I personally would expect the Australians to know something, especially history, about the Netherlands.
As parts of Australia were "discovered" by Dutch sailors and or even named for Dutch people. For example the birth place of Mary, Tasmania, which is named for Abel Tasman.
Also a lot of Dutch emigrated to Australia, especially in the years after WW II. Just like Canada, which was very popular.
We don't teach that aspect of Australian history anymore in High School and what is taught in primary school is largely forgotten within a year or so of studying.
The High School course we study requires no study of anything of Europe until the start of WWI.
Year 7 - What is History; ONE of Ancient Egypt, Greece or Rome (most popular by a long way is Ancient Egypt) and then ONE of Ancient China or India.

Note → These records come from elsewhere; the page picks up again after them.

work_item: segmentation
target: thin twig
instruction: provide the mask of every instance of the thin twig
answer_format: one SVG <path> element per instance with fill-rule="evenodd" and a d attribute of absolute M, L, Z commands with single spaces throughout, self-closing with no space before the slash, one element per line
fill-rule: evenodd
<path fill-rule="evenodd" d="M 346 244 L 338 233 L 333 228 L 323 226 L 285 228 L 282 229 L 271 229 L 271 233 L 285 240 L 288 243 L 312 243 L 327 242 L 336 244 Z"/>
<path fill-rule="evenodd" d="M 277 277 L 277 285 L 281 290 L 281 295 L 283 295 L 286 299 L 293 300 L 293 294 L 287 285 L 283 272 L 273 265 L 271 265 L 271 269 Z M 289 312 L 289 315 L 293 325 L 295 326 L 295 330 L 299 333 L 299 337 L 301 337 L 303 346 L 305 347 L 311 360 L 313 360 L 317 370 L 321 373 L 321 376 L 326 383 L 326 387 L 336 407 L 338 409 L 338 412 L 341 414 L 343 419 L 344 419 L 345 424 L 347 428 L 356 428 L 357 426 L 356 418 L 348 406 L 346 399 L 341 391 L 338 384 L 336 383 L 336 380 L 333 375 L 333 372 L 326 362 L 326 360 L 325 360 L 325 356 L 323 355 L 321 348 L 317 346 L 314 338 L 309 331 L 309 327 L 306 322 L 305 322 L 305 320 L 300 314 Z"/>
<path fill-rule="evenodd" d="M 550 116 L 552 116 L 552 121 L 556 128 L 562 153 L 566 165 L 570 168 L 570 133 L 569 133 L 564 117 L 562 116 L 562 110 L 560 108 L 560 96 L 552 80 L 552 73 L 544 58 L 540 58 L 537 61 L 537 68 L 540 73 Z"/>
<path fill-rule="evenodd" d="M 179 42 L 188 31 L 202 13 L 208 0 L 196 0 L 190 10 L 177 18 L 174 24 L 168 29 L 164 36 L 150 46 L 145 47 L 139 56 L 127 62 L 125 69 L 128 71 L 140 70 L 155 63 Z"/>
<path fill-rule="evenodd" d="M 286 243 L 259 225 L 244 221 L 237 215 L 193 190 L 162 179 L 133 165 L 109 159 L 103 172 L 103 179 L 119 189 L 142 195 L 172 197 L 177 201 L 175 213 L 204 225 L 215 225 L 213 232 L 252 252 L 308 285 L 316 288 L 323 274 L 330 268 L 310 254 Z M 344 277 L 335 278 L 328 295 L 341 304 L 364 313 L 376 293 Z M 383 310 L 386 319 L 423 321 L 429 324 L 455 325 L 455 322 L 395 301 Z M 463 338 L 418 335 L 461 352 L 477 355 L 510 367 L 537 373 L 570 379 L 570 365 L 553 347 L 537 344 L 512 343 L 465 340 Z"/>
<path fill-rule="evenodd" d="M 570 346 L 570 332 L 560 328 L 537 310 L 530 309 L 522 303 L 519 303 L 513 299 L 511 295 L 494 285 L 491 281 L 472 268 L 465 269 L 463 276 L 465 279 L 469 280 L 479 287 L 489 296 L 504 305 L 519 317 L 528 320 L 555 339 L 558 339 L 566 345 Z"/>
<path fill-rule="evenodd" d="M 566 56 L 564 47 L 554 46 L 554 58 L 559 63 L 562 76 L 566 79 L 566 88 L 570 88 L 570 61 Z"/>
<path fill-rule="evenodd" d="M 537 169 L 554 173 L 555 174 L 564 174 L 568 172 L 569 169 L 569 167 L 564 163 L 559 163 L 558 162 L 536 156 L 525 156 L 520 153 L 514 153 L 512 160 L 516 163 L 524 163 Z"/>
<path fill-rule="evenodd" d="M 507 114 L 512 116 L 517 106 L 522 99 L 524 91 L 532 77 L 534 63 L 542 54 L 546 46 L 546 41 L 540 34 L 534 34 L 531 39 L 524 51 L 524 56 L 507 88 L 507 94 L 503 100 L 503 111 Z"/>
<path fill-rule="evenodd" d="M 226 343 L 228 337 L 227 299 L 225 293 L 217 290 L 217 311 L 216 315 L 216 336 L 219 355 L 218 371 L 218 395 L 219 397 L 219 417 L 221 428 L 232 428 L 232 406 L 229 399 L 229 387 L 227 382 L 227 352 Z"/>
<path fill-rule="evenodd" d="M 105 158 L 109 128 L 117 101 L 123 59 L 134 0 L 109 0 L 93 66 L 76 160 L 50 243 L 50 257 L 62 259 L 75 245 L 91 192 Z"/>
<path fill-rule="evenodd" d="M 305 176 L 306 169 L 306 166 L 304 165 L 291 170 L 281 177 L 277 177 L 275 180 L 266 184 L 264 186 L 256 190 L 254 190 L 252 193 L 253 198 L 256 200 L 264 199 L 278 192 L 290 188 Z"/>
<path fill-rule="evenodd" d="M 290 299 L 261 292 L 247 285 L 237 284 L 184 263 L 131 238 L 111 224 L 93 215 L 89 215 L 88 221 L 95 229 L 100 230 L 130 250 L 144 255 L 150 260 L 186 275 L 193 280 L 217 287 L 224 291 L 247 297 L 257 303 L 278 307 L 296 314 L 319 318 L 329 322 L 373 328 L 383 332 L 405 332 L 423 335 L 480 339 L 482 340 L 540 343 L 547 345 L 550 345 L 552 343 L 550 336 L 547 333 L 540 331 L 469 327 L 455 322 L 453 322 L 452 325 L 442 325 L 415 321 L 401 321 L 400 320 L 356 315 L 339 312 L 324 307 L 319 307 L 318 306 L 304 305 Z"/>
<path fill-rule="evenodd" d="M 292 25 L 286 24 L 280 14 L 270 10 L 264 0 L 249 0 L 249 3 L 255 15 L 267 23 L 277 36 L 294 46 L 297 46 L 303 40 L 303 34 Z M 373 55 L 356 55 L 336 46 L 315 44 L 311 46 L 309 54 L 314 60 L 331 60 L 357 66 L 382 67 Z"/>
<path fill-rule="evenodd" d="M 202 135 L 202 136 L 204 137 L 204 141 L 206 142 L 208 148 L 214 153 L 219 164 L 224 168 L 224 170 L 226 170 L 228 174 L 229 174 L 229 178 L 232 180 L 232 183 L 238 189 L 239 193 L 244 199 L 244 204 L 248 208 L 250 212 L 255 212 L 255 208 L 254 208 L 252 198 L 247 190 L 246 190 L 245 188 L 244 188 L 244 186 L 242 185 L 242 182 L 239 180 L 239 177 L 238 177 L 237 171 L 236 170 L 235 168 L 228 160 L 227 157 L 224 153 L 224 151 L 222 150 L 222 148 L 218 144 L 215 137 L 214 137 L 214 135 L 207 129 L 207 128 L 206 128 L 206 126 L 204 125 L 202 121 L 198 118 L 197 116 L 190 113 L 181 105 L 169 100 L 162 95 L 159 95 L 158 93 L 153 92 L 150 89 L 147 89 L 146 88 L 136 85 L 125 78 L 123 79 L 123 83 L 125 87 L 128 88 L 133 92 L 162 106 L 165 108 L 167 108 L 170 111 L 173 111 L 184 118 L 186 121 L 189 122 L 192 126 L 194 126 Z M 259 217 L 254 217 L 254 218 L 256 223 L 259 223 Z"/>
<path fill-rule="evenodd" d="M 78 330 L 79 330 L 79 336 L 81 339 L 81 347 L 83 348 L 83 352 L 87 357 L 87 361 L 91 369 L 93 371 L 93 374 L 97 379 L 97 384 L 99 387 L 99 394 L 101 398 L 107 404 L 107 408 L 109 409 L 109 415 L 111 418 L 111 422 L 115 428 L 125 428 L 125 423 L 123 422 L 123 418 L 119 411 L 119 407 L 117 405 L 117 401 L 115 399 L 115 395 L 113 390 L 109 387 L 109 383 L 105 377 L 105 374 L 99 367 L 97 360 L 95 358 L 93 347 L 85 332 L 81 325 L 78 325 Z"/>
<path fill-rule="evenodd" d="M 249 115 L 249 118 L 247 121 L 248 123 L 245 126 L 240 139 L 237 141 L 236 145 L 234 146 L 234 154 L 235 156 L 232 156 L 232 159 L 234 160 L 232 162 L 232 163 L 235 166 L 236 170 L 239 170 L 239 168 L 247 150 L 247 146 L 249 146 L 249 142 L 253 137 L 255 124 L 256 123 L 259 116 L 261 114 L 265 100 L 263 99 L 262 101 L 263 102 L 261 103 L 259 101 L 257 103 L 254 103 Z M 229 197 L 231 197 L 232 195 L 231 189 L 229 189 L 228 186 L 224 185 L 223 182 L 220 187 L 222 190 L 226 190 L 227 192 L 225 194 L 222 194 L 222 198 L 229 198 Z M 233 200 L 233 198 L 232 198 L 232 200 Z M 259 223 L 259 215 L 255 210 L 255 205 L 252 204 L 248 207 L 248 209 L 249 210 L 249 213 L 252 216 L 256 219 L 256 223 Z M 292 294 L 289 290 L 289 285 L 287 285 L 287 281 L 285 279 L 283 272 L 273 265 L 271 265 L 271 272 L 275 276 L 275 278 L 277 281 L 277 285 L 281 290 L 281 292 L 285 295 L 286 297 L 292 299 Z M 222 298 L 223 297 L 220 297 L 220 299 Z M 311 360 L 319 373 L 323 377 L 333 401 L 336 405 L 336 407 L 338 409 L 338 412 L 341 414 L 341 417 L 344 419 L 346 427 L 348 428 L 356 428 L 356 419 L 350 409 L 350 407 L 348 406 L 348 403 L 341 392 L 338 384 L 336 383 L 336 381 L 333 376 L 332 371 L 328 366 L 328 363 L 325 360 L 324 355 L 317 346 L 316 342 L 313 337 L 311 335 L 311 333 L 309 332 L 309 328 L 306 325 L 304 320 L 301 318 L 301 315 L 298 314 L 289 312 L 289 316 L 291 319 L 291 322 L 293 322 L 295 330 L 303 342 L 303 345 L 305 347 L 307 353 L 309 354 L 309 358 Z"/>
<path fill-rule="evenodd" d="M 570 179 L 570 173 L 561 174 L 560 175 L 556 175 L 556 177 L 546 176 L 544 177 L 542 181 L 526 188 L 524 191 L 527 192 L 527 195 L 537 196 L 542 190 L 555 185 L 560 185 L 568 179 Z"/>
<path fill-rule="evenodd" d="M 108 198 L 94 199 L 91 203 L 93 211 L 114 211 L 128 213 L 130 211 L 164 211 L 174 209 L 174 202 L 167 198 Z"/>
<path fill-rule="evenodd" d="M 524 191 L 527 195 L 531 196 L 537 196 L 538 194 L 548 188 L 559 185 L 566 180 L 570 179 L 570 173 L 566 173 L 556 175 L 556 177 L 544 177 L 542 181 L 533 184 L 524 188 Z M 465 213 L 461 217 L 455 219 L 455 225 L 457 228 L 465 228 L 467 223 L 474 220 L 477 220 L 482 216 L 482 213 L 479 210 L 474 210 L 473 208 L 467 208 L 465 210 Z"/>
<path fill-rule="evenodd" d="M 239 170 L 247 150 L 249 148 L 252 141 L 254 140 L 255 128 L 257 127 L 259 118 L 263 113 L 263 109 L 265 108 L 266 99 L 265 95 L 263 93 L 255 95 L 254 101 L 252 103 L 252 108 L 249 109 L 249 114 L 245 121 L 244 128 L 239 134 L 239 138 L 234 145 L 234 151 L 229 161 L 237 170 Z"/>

Year 8 - Links from Ancient to Medieval World; ONE of Medieval Europe, Vikings, Ottoman Empire; Renaissance Italy (most popular is Vikings with Ottoman gaining in popularity) ONE of Black Death; Spanish Conquest of the Americas; ONE of Angkor Wat; Tokugawa Japan; Polynesian Expansion across the Pacific and ONE of Mongol Expansion; Black Death; Spanish Expansion into the Americas; Colonisation and Contact in Australia - the most popular which looks heavily at the negative impact of European colonisation on Australia's indigenous population - it isn't designed to say that the Europeans did anything of any nature that is positive
Year 9 - Links for Medieval to Early Modern World; ONE of Industrial Revolution; Movement of People - slaves, convicts and free settlers; or Development of a Range of Historical Concepts (the most popular option); ONE of Making a Nation or Australia's relations with Asia - the more popular of those options and the mandatory study of World War One (emphasis on the Gallipoli Campaign - about 30 minutes to an hour maximum spent of the rest of the war and a lot of emphasis on the Australian Home Front)
Year 10 - If World War Two wasn't done in Year 9 it is to be done in Year 10 (when my school does it) with the emphasis Kokoda - hardly any mention of the war in Europe as the emphasis on the war against Japan and what was happening on the Australian Home Front); Changing Rights and Freedoms - emphasis on the fight for equal rights of the Indigenous Population here and some mention of similar fights elsewhere; the final unit is a choice of a number of units relating to Australia or the Holocaust - which a lot of schools do although the most popular is Australia in the Vietnam War Era as it was in the old syllabus so many schools kept teaching it.
As you can see there is very little if any European History in the compulsory high school History course. My school does quite a lot compared to many other schools but even so it is no more than 1/3 each year. With the course is only 50 hours per year we are talking about around 15 hours a year maximum on anything European.
When I was first teaching High School history in the early 90s we did a bit more with options like Queen Victoria and the Abdication Crisis being on the course for the final two years but British History is now not taught at all. The rest of Europe gets even less of a mention other than Nazi Germany and Stalin's Russia.